2.6. Mouse models of xenograft PCa tumors and treatment
The animal studies were approved by the Swedish Regional Ethical Animal Welfare Committee. The animal welfare and guidelines were strictly followed. Athymic NMRI nude male mice (Charles River Biotechnology, MA, USA) aged 6 weeks and weighing 25–29 g were used. 1 × 106 PC‐3 cells/mouse were subcutaneously implanted into mice. After tumor were established, tumor diameters were measured using calipers, and volumes were calculated using the equation (a × b2/2), where a and b represent the larger and smaller diameters, respectively. Mice were randomized and were treated with vehicle (control), tamoxifen (40 mg/kg), ISA‐2011B (40 mg/kg) or combinations of tamoxifen (20 mg/kg), and ISA‐2011B (20 mg/kg) by intraperitoneal injection every second day (n = 5 mice/group).

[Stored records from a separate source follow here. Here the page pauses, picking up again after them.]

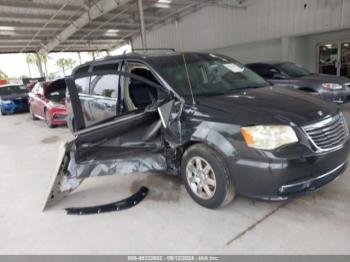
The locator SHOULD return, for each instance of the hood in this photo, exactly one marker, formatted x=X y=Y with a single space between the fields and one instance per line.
x=268 y=105
x=13 y=97
x=326 y=79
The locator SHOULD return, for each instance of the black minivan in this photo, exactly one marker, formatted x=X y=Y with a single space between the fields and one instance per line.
x=205 y=117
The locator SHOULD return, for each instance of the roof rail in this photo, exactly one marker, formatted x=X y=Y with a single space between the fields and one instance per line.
x=154 y=49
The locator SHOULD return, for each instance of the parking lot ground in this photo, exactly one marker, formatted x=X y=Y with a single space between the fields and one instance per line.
x=168 y=221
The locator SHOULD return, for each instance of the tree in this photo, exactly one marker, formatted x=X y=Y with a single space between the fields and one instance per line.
x=30 y=59
x=45 y=58
x=62 y=63
x=70 y=62
x=3 y=75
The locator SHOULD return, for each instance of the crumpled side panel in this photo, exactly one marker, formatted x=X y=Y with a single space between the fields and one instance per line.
x=70 y=174
x=138 y=163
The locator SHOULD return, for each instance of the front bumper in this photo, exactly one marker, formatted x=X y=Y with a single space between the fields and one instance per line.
x=271 y=176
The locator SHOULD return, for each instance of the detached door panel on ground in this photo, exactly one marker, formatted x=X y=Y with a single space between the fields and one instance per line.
x=122 y=144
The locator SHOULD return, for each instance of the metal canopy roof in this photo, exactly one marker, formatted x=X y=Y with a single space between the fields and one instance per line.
x=84 y=25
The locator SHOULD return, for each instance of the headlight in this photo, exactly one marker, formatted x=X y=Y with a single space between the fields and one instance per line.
x=268 y=137
x=332 y=86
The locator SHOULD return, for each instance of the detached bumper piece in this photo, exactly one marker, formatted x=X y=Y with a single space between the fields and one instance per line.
x=312 y=184
x=116 y=206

2.7. Mouse models for macrophage‐depletion and tumor spheroid formation assays
Subcutaneously implanted PC‐3 tumors were grown into approximately 400 mm3 and were randomized into 6 groups (3–4 mice per group). Mice from vehicle control, Tamoxifen, and ISA‐2011B treatment groups were randomized and administered either Encapsome® or Clodrosome®. Mice were treated with Encapsome® or Clodronate via intratumoral injection in between the treatments with vehicle control, Tamoxifen, or ISA‐2011B, which was administered intraperitoneally. For xenograft tumor‐derived spheroid formation assays, 5 × 103 single cell suspension were cultured in suspension in modified tumor spheroid semi‐solid medium for 20 days and then counted.

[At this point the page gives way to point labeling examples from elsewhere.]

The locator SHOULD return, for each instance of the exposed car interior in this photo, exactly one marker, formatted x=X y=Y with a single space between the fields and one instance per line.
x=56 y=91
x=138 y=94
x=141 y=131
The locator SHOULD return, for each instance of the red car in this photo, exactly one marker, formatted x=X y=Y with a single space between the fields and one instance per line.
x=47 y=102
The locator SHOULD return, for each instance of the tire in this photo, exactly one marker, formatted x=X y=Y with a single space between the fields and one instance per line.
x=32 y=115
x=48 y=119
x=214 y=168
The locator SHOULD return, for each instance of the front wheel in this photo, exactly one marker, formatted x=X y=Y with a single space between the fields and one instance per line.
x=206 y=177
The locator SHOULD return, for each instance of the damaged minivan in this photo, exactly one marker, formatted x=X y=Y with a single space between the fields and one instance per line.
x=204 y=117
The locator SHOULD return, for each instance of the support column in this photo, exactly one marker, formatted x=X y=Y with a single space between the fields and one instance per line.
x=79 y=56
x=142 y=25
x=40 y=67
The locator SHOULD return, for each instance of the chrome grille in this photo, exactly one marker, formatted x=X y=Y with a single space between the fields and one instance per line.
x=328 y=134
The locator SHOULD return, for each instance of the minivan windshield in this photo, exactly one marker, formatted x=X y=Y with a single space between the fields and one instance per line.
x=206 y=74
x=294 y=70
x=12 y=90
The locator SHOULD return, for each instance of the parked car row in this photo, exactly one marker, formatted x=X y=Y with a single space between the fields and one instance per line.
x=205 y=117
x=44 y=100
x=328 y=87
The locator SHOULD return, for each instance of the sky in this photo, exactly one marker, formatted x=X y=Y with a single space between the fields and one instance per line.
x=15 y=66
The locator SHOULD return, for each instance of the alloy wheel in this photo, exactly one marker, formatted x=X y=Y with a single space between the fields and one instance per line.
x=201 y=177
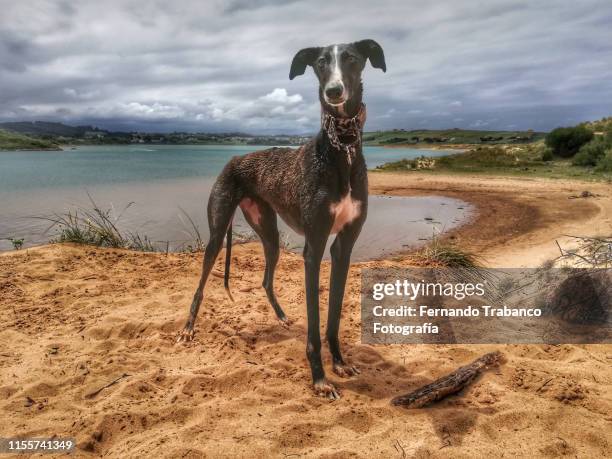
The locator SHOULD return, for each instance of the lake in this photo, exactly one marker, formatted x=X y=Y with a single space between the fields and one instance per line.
x=160 y=180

2.8. Immunoblot, Immunoprecipitation analysis, and subcellular fractionation
Subcellular fractionation, immunoblot, and immunoprecipitation analysis were performed as described previously [21]. For immunoprecipitation analysis, antibody against ERα was used to pull down the immune complexes, and antibody to IgG (Thermo Fisher Scientific, Sweden) was used as a negative control.

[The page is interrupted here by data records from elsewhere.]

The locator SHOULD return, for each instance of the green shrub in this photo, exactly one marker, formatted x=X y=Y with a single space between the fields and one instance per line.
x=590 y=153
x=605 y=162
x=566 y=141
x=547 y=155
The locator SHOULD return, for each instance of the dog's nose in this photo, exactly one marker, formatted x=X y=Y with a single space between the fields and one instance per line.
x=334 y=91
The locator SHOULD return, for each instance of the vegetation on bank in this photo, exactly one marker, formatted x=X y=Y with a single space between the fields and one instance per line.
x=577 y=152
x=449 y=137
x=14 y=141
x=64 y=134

2.9. Immunofluorescence analysis
The PCa cells were seeded on glass coverslips and were subsequently treated with the different agents. Cells were fixed with 4% paraformaldehyde in PBS. The images were viewed and taken under an Olympus AX70 fluorescent microscope and software ACT2U (ACT2U version. 1.5, Stockholm, Sweden) was used as described in [21].
2.10. Induced overexpression via transfections
Transfections were performed using TransIT‐X2 transfection reagent, according to the manufacturer’s protocol (Mirus Bio LLC, Madison, WI, USA). For transient or stable transfection, control vector containing full‐length human ERα cDNA or empty control vector pLX‐304 were used. Cells overexpressing ERα or control vector were transient transfected into PC‐3 cells. The phenol‐red free medium containing 10% charcoal‐stripped serum was used for culturing the cells. All plasmid vectors were purchased from PlasmID Repository, Harvard Medical School.
2.11. Flow cytometry (FACS)‐based cell cycle analysis and apoptosis assay
Apoptosis of breast cancer cells after treatment with ISA‐2011B were performed using FACS‐based assays. FITC or PE‐conjugated Annexin V and 7‐AAD was used for apoptosis assay according to the manufacturers’ Protocol (BD Biosciences, San Jose, CA, USA). Data was analyzed using FCS Express (DeNovo Software, CA, USA), flowjo (Tree Star, Inc., OR, USA), and CytExpert (Beckman Coulter, FL, USA) softwares.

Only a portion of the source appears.